CFTC Commissioner Giancarlo Speaks on Regulatory Enforcement and Healthy Markets

On 2 October, CFTC Commissioner Christopher Giancarlo delivered remarks before the Economic Club of Minnesota in a speech entitled “Regulatory Enforcement & Healthy Markets: Perfect Together!”  The overarching purpose of Giancarlo’s speech was to highlight developments in the CFTC’s enforcement program.  Giancarlo said regulatory enforcement “is a priority and a bipartisan one,” and that “there will be no pause, no let up, and no relaxation” in the CFTC’s efforts to enforce the law and punish wrongdoing.  He outlined several priorities of the CFTC’s enforcement program, including: (i) combating manipulative conduct because it is one of the CFTC’s “principal responsibilities” as a regulator to “ensure that the price discovery process is sound”; (ii) increasing coordination with criminal authorities and other regulators; (iii) seeking accountability from individuals who engage in wrongdoing because “[i]ndividual accountability ensures that the person committing the illegal act is held responsible and punished”; and (iv) continuing to “incentivize more whistleblowers to come forward.”

CFTC Commissioner Behnam Announces the Establishment of a New Subcommittee of the Market Risk Advisory Committee

On 3 October, CFTC Commissioner Rostin Behnam announced that the Commission had voted to create the Interest Rate Benchmark Reform Subcommittee under the CFTC’s Market Risk Advisory Committee (“MRAC”).  Behnam established the Subcommittee “to provide reports and recommendations to the MRAC regarding ongoing efforts to transition U.S. dollar derivatives and related contracts to a risk-free reference rate (RFR) -- the Secured Overnight Financing Rate (SOFR) -- and the impact of such transition on the derivatives markets.”  Commissioner Behnam is seeking nominations for Subcommittee members through formal request in the Federal Register.  Nominations are due by 16 October. 

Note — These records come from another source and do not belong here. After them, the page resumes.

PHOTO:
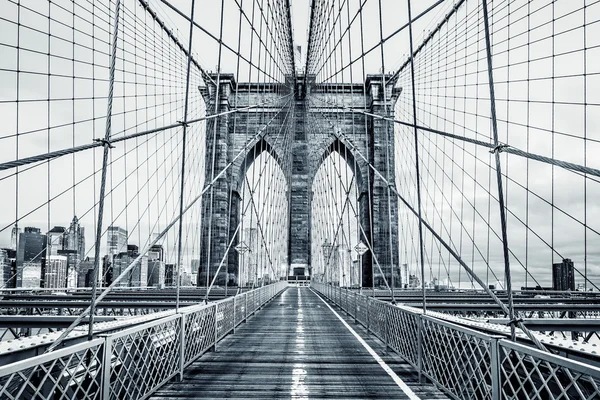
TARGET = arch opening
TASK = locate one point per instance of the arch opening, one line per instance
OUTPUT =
(335, 230)
(262, 245)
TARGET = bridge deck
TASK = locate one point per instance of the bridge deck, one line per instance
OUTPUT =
(296, 348)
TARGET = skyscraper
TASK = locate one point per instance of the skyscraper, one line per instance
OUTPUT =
(138, 276)
(116, 240)
(55, 274)
(563, 275)
(57, 240)
(5, 267)
(76, 238)
(156, 266)
(31, 257)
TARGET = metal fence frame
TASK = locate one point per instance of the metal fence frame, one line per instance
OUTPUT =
(135, 362)
(463, 362)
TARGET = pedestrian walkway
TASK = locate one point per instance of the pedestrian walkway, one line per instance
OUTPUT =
(299, 348)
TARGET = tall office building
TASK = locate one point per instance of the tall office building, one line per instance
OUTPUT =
(138, 275)
(5, 267)
(116, 240)
(85, 273)
(563, 275)
(55, 274)
(170, 275)
(14, 237)
(57, 240)
(195, 265)
(156, 266)
(31, 258)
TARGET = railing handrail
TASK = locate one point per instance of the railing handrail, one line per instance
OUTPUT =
(485, 366)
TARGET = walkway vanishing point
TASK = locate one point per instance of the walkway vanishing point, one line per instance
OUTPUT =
(299, 347)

CFTC and ASIC Sign FinTech Cooperation Agreement

On 4 October, the CFTC and the Australian Securities and Investment Commission (“ASIC”) announced they had signed an arrangement “to cooperate and support innovation” through each agencies’ respective financial technology (“FinTech”) initiatives.  The agreement focuses on information sharing on FinTech market trends and developments -- specifically, the sharing of insights from the CFTC and ASIC’s relevant FinTech sandbox, proofs of concept, and innovation competitions.  The agreement also helps facilitate referrals of FinTech companies seeking to enter the U.S. or Australian markets.  The goal of this agreement is to help companies better navigate and understand each markets’ regulatory regimes and capitalize on opportunities.

Bank Regulators

Federal Reserve Bank of New York Releases First Liberty Street Economics Studies

On 1 October, the Federal Reserve Bank of New York released, as part of its Liberty Street Economics program, the first parts of a thirteen-part series entitled “The Effects of Post-Crisis Banking Reforms.”  The released parts study: (i) regulatory changes and the cost of capital for banks; (ii) “too big to fail” issues; (iii) the cost of regulatory capital; and (iv) changing risk-return profiles.               

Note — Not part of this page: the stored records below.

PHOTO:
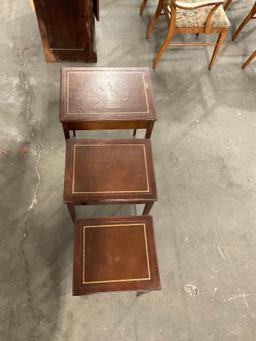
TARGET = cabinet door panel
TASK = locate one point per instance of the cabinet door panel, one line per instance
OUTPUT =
(63, 20)
(96, 9)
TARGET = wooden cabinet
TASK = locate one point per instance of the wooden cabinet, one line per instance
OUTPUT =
(67, 29)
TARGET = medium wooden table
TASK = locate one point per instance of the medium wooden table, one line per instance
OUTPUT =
(106, 98)
(113, 254)
(109, 172)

Fed Chairman Powell Speaks on Monetary Policy and Risk Management

On 2 October, Fed Chairman Jerome Powell delivered remarks before the 60th Annual Meeting of the National Association of Business Economics in a speech entitled “Monetary Policy and Risk Management at a Time of Low Inflation and Low Unemployment.”  Chairman Powell said that he does not see signs of inflation spiking despite the low unemployment rate.  Specifically, he said, “[m]any factors, including better conduct of monetary policy over the past few decades, have greatly reduced…the effects that tight labor markets have on inflation.”  Powell believes that the Fed’s two percent inflation target policy has kept the Phillips curve -- a standard central bank theory that posits that tight labor markets lead to higher inflation -- “flat” because people do not expect higher inflation with the Fed has shown it will be aggressive to keep prices rising above two percent.  He also said the economy appears to be operating “with limited slack,” and he defended the Fed’s approach of raising short-term interest rates gradually because raising rates too fast “could needlessly foreshorten the expansion.” 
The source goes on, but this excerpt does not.